Subtle bildungsroman from a brutish Berlin building site
ADRIAN Duncan’s debut novel is meditative, understated, and very honest. The narrator Paul, an Irish engineer, has moved to Berlin, with his girlfriend, Evelyn, to work and search for a more meaningful life.
Their transition is told through a series of interlinked vignettes which cover learning German, art and engineering, and the daily challenges faced on a building site.
Paul’s love notes traverse the bridge between memoir and essay.
On the building site in Alexanderplatz, Paul gets a knee injury. Evelyn goes to Cologne to train as an art-handler.
Their relationship turns long-distance as the pressure of overworking and being alone leads to a drinking binge.
The site-managers turn the screw for productivity’s sake. The intricacies of working in Germany bring misunderstanding and Paul’s plans unravel as the pointlessness of refurbishing another mega-electronics store turns into a crisis of loneliness, common to the migrant worker, yet rarely described in literature with such subtle depth.
To battle futility, Paul and an Irish colleague begin a game of art-installation one-upmanship.
At night, while the building site sleeps, they arrange tools and materials into bizarre sculptures which increase in daring and size.
The game is rebellion, bonding, and sabotage. The colleague wins by being discovered and fired.

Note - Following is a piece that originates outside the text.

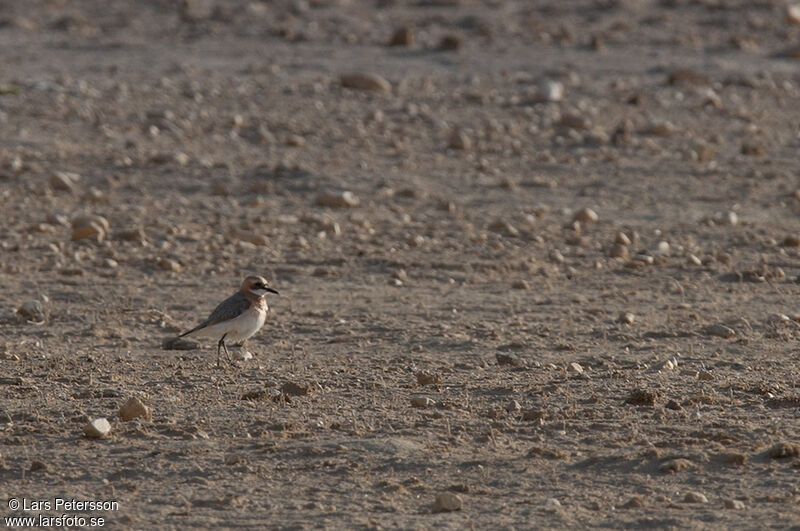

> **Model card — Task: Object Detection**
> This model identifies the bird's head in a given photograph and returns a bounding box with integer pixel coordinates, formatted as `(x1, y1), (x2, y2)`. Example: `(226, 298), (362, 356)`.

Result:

Paul buckles down and returns to work, which is mostly dealing with the cruel whims of upper management while supervising the Eastern Europeans who do all the heavy lifting and drilling.
As spring and the sign-off day approach, the stress of handing over a spotless retail outlet reaches absurd, almost theatrical levels: a pipe bursts, a CCTV cable needs replacing, columns must be removed to meet code.

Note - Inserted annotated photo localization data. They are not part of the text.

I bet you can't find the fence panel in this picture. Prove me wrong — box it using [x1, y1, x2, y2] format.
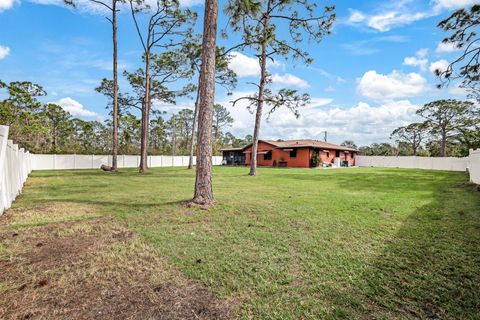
[0, 126, 32, 215]
[149, 156, 162, 167]
[123, 155, 139, 168]
[469, 149, 480, 184]
[357, 155, 468, 172]
[29, 154, 222, 170]
[74, 155, 94, 169]
[92, 155, 109, 168]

The building site is frenetic with teams of contractors, sub-contractors, inspectors, and clients, all male, all coming and going, all questioning which corner must be cut to be done on time.

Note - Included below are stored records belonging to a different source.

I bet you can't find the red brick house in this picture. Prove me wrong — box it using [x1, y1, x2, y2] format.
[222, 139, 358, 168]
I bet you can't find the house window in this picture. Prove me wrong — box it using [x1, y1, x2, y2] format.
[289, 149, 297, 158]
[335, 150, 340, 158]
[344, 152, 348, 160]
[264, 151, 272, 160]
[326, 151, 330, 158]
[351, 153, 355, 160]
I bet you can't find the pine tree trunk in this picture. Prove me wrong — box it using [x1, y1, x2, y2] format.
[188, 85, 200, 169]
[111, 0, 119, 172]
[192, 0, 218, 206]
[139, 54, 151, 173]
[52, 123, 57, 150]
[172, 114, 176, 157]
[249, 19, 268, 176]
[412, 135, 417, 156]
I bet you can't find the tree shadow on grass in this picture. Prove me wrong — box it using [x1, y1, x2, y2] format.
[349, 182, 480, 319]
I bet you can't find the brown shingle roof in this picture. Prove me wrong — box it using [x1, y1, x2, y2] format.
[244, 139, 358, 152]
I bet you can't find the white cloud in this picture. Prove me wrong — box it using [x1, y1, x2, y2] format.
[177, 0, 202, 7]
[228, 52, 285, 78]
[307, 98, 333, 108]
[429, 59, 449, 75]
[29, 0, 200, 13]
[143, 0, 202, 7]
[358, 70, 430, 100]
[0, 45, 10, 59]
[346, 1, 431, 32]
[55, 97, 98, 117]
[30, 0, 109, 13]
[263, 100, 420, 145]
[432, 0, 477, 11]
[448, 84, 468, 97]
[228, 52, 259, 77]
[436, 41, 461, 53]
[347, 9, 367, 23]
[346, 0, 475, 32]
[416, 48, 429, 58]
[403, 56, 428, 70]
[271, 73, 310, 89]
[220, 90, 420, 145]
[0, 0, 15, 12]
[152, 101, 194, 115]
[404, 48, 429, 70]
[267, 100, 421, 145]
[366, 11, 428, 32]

Working around the clock, Paul begins to remember youthful ambitions. Old dreams of designing objects with meaning and beauty resurface.
Paul once wanted to build a telecommunications mast with a viewing platform. The aesthetic line in Paul’s mind cannot compete with the ugly noise of commercial construction. Paul just wants a quiet coffee and a chat with Evelyn. The list of German words gets shorter, more abrupt.
On the surface, Love Notes from a German Building Site is a well-told coming-of-age story. Paul moves to a new city, starts a new job, and his romantic ideas are crushed by survival.
On a more profound level, Duncan gives us the human soul of a building site with all the flaws and vulnerabilities laid bare.
In such a brutish and masculine atmosphere, Duncan’s account is an unmasked ray of hope. Paul and his generation ask: What is good work and love and why are they both so hard to find?
The prose is minimal, yet the ideas are maximal. If more men thought and wrote as tenderly and honestly as Adrian Duncan, we’d have stronger, sturdier novels and fewer garish monuments to consumerism.